Ainda que a coalizão que levou Draghi ao poder há 17 meses de fato se imploda com a saída do M5S, o ex-líder do Banco Central Europeu, de 74 anos, ainda tem maioria parlamentar. Isso significa que, caso queira permanecer no cargo, terá apoio do Legislativo. Draghi, porém, vinha dizendo que não faria sentido seguir como chefe de governo sem a aliança com um dos principais partidos da coalizão.

Aprovado no Parlamento por 172 votos a 39 —sem a participação dos deputados do M5S—, o voto de confiança desta quinta-feira foi usado para agilizar a liberação de um pacote de € 17 bilhões, chamado de Ajuda, com medidas para aliviar o impacto do aumento dos preços de matérias-primas e da energia.

O placar da votação indica ainda que a permanência de Draghi no governo nunca esteve ameaçada por falta de apoio parlamentar. Pelo contrário: sua coalizão reúne quase todos os partidos representados no Parlamento, com exceção da sigla de ultradireita Irmãos da Itália, que permaneceu na oposição.

Mesmo assim, o voto de confiança se tornou um ponto focal e uma espécie de termômetro da unidade da coalizão —em parte porque os partidos já começam a se movimentar para a eleição nacional prevista para o início de 2023.

A antecipação do pleito, porém, é um dos possíveis desdobramentos das decisões desta quinta-feira —e certamente o mais drástico deles. Isso porque se for este o caminho indicado por Mattarella caso Draghi não fique no cargo, a nova eleição deve ocorrer perto do último trimestre do ano, período em que o Legislativo italiano tradicionalmente se concentra em aprovar o Orçamento do ano seguinte.

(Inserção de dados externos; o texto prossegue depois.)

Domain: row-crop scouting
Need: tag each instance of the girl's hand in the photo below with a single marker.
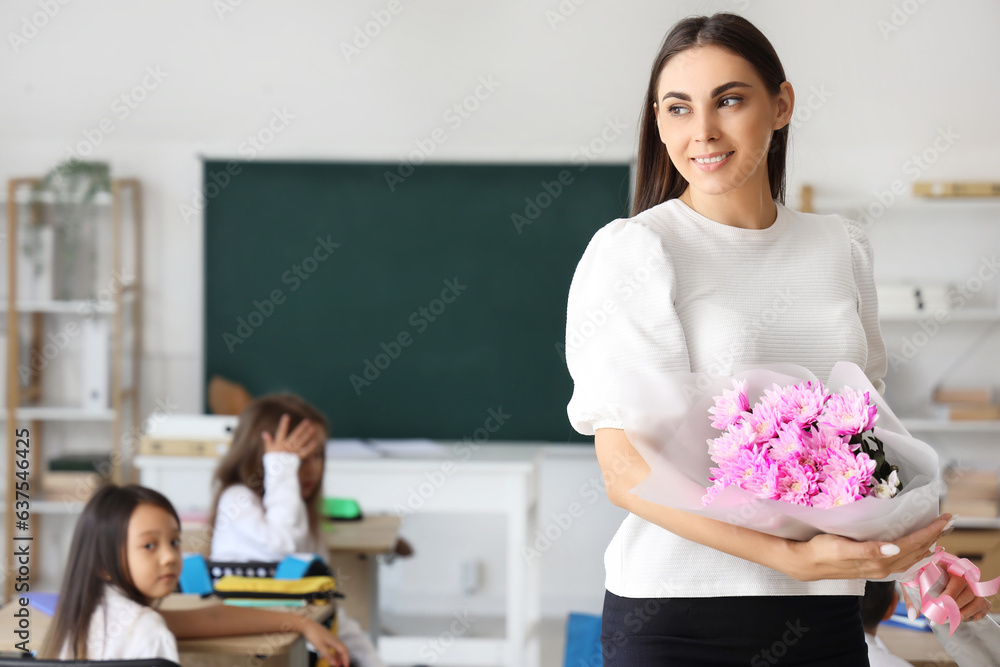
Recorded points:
(329, 647)
(833, 557)
(302, 441)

Um pleito nacional nesse período, além de forçar mudanças no calendário, assemelharia a Itália a Portugal, que viveu no ano passado uma crise política por motivos parecidos.

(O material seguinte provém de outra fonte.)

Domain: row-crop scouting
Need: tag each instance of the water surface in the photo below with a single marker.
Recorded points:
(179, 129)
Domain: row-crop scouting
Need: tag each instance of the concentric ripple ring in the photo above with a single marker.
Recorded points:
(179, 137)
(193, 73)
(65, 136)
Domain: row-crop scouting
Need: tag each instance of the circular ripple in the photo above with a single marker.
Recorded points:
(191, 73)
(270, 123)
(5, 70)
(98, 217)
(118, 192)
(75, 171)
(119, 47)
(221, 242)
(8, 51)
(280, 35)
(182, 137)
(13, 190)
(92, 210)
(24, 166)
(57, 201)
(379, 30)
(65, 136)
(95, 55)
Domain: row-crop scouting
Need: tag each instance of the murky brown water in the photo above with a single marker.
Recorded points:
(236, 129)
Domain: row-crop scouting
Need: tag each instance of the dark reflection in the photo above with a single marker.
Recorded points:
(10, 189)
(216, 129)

Outro cenário possível é a formação de um governo-ponte. Nessa configuração, outro nome indicado pelo presidente assumiria a chefia do governo desde que a maior parte dos parlamentares desse aval à nomeação. A imprensa italiana já ventila nomes como o de Giuliano Amato, presidente da Corte Constitucional.

Uma terceira opção passa pela capacidade de persuasão de Mattarella e sua influência sobre Draghi. O presidente pode convencer o premiê a manter o governo de união nacional estabelecido quando a Itália tentava solucionar outra de suas crises.

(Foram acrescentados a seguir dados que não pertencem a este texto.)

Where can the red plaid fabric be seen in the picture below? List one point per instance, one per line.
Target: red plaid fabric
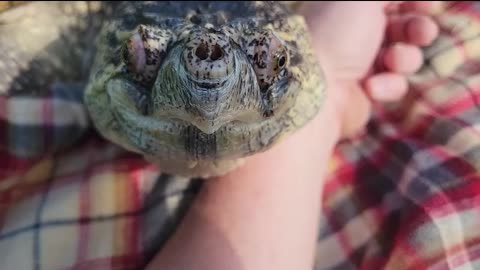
(404, 195)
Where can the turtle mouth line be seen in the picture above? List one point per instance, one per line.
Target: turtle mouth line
(210, 85)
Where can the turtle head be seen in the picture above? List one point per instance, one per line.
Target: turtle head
(207, 77)
(194, 91)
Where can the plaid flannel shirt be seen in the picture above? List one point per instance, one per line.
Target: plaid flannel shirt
(404, 195)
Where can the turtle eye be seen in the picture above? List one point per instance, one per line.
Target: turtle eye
(269, 58)
(133, 54)
(144, 52)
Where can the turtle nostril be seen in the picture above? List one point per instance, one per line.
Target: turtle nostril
(202, 51)
(217, 52)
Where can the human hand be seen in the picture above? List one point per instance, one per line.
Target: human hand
(351, 37)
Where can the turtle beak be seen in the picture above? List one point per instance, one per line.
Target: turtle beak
(208, 126)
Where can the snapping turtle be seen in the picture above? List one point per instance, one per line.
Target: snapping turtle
(193, 86)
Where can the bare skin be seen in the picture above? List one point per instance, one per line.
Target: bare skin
(265, 214)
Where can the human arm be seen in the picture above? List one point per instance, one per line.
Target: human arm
(265, 214)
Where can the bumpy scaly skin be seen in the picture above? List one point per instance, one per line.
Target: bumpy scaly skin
(205, 85)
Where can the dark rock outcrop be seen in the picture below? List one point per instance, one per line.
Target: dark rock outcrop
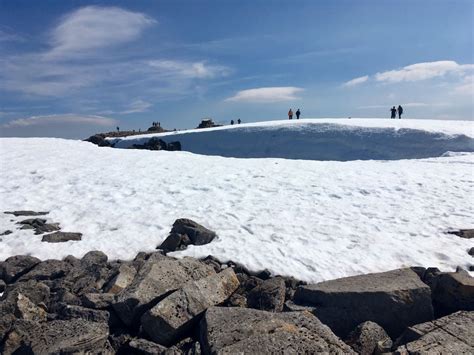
(61, 237)
(56, 337)
(172, 317)
(453, 291)
(249, 331)
(453, 334)
(156, 278)
(98, 139)
(369, 338)
(394, 300)
(268, 296)
(184, 233)
(15, 266)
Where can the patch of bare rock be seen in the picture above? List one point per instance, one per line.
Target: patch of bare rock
(157, 304)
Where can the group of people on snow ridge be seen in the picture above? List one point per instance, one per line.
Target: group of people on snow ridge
(290, 114)
(394, 111)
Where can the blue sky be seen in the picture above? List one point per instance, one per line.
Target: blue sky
(72, 68)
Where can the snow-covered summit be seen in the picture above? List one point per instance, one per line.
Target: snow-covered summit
(323, 139)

“Draghi vai ter que fazer um rearranjo de forças para constituir um gabinete de transição que se se segure até as eleições do ano que vem. É a alternativa mais provável”, afirma Leandro Consentino, cientista político e professor do Insper.

Liderado pelo ex-premiê Giuseppe Conte, o M5S vinha pressionando Draghi com ultimatos e ameaças de abandono da coalizão. O partido se consolidou como um dos mais votados na última eleição, mas desde então sofreu diversas deserções, perdeu apoio público e, como consequência, peso político. Nas pesquisas de intenção de voto para 2023, ​ocupa um amargo quarto lugar na preferência dos eleitores.

Ainda não está claro qual será o papel do M5S em qualquer uma das três possibilidades. A sigla que vem forçando as cordas que sustentam a coalizão continua ocupando três ministérios no governo Draghi —Agricultura, Juventude e Relações com Parlamento.

Também é cedo para afirmar quão prejudicado fica o vínculo entre o premiê e o partido. Para Consentino, Draghi continua se agarrando ao 5 Estrelas em busca de legitimidade e para evitar que, no futuro, o partido volte-se contra seu governo.

Draghi ascendeu ao poder em fevereiro de 2021, convidado pelo presidente Mattarella para liderar uma coalizão heterogênea em nome da união nacional. Sua missão era realizar as principais reformas exigidas pela maior parcela de fundos de recuperação pós-pandemia da União Europeia, um pacote no valor aproximado de € 200 bilhões.

Desde então, o governo se viu envolvido na Guerra da Ucrânia —e Draghi buscou negociar ativamente com Volodimir Zelenski e Vladimir Putin. O apoio de Draghi a Kiev ganhou um voto de confiança parlamentar em junho, apesar das críticas de Conte de que a política arriscava iniciar uma corrida armamentista.

Em seu governo, Draghi também lidou com a campanha de vacinação contra a Covid-19, depois de a Itália ter sido um dos primeiros símbolos da tragédia provocada pelas mortes na pandemia.